SAN JOSE — As the race to develop general-purpose humanoids shifts from digital "dreams" to factory floors, the focus is increasingly landing on the hardware that keeps these machines from crashing into their surroundings. Ahead of its GTC 2026 conference, NVIDIA has announced a deep technical collaboration with Texas Instruments (TI) aimed at hardening the safety and perception stacks of next-generation physical AI.
The partnership centers on the integration of TI’s mmWave radar technology with the NVIDIA Jetson Thor robotics computer and the NVIDIA Holoscan framework. By combining high-frequency sensing with massive AI compute, the companies aim to provide a "production-ready" foundation for humanoids to operate safely alongside humans in unpredictable environments.
Bridging the Perception Gap
While camera-based systems have seen massive improvements through models like DreamZero, they remain vulnerable to common environmental hazards such as blinding glare, thick dust, or transparent glass doors. TI’s IWR6243 mmWave radar sensors address these "edge cases" by providing 3D perception that is independent of lighting conditions.
According to the announcement, the sensors connect via Ethernet to NVIDIA Jetson Thor using the Holoscan Sensor Bridge. This configuration enables low-latency sensor fusion, allowing a robot to cross-reference visual data with radar pings in real time. This redundancy is critical for navigating complex settings like hospitals or retail spaces where glass partitions and reflective surfaces often "ghost" traditional computer vision systems.
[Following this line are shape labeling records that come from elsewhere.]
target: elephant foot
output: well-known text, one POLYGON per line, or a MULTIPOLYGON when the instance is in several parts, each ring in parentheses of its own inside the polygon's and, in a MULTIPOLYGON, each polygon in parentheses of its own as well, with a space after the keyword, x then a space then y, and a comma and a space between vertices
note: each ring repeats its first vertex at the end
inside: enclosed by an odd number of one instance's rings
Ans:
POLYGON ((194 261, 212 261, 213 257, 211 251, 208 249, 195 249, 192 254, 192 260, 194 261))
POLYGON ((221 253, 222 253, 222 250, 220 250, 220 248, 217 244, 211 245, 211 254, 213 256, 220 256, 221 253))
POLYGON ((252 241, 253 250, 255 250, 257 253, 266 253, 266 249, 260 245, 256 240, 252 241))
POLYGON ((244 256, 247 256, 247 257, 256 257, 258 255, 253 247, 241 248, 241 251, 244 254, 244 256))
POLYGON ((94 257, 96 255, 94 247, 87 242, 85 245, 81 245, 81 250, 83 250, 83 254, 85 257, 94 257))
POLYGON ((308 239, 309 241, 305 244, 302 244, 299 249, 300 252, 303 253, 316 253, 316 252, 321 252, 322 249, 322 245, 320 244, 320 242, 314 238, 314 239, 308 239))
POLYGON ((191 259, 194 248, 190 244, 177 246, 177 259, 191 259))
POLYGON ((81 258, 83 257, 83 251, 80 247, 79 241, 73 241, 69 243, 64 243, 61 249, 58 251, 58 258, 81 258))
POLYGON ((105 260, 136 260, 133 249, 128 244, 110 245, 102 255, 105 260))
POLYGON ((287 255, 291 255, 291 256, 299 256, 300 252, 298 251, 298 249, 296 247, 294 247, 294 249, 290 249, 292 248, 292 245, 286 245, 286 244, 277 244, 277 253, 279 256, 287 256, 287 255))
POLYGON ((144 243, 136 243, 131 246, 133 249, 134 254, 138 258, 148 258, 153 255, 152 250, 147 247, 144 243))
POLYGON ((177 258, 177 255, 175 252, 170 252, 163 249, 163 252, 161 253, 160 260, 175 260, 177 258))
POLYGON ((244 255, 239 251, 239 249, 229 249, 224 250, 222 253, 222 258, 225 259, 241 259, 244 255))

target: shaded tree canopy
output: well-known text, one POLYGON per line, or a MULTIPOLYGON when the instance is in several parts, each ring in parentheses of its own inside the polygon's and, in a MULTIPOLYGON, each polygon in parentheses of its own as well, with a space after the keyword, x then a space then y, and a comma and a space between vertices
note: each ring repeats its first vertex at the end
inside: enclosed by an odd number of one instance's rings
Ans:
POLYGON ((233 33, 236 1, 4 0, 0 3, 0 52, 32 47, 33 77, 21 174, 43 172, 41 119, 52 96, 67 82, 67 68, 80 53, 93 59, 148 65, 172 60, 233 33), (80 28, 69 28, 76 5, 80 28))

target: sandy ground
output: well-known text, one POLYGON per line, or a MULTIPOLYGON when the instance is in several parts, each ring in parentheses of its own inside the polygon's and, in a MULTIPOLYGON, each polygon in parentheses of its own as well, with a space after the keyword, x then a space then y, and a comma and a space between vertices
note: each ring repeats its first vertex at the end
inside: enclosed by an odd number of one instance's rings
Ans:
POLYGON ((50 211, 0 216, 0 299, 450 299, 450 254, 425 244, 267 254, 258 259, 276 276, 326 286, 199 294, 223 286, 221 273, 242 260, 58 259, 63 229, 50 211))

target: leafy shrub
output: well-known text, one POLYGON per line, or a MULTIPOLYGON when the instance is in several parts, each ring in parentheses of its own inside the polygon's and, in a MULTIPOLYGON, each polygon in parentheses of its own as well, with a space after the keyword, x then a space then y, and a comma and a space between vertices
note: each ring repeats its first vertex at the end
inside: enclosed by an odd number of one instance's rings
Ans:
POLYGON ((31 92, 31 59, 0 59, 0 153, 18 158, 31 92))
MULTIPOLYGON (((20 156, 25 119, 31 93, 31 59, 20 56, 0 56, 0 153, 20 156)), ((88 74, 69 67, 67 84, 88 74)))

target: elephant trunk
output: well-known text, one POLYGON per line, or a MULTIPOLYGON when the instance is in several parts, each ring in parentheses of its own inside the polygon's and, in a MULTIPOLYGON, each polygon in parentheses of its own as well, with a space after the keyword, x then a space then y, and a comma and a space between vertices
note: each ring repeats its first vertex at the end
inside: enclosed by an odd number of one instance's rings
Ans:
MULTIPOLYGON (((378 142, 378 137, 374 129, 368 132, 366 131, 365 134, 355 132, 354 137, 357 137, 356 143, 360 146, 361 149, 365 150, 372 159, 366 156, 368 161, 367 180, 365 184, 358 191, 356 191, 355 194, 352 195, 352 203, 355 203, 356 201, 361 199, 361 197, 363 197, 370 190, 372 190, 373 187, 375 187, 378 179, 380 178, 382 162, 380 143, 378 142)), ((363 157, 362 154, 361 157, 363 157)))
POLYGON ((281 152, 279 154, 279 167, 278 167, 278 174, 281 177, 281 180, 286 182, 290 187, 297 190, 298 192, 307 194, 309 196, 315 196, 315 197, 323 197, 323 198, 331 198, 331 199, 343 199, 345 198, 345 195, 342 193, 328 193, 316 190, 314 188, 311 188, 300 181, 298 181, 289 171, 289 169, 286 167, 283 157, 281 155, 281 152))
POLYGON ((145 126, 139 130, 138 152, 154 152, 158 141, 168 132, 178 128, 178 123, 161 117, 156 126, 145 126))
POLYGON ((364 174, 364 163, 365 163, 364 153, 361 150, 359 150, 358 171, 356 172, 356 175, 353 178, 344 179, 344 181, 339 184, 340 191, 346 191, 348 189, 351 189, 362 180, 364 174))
From Simulation to the Fab
This collaboration represents the physical counterpart to NVIDIA’s recent software breakthroughs. While tools like DreamDojo allow robots to learn intuitive physics in a 44,000-hour "dream" state, TI is providing the deterministic hardware required to translate those learned behaviors into the real world.
For Texas Instruments, the deal further cements its role as a key architect in the humanoid supply chain. The company recently established a strategic partnership with UBTECH, which saw TI’s components integrated into the Walker S2 humanoid. That deal was reciprocal, with TI deploying UBTECH machines into its own semiconductor manufacturing lines to handle sensitive material logistics.
Scaling Physical AI
The integration with Jetson Thor—NVIDIA’s specialized SoC for humanoids—signals a move toward standardized, functional safety-capable platforms. Deepu Talla, NVIDIA’s VP of robotics, noted that synchronizing complex AI models with real-time motor controls requires a "massive leap" in processing power.
By offloading environmental sensing to specialized radar and power management subsystems from TI, NVIDIA can dedicate more of its Blackwell-based architecture to high-level reasoning and whole-body control systems like SONIC.
The joint solution will be demonstrated live at NVIDIA GTC, March 16–19, featuring a sensor fusion processing chain developed in partnership with D3 Embedded. As the industry moves toward what researchers call the "GPT-2 moment" for robotics, the TI-NVIDIA tie-up suggests that the most reliable path to "Physical Turing Test" levels of grace isn't just better code, but a more robust sensory nervous system.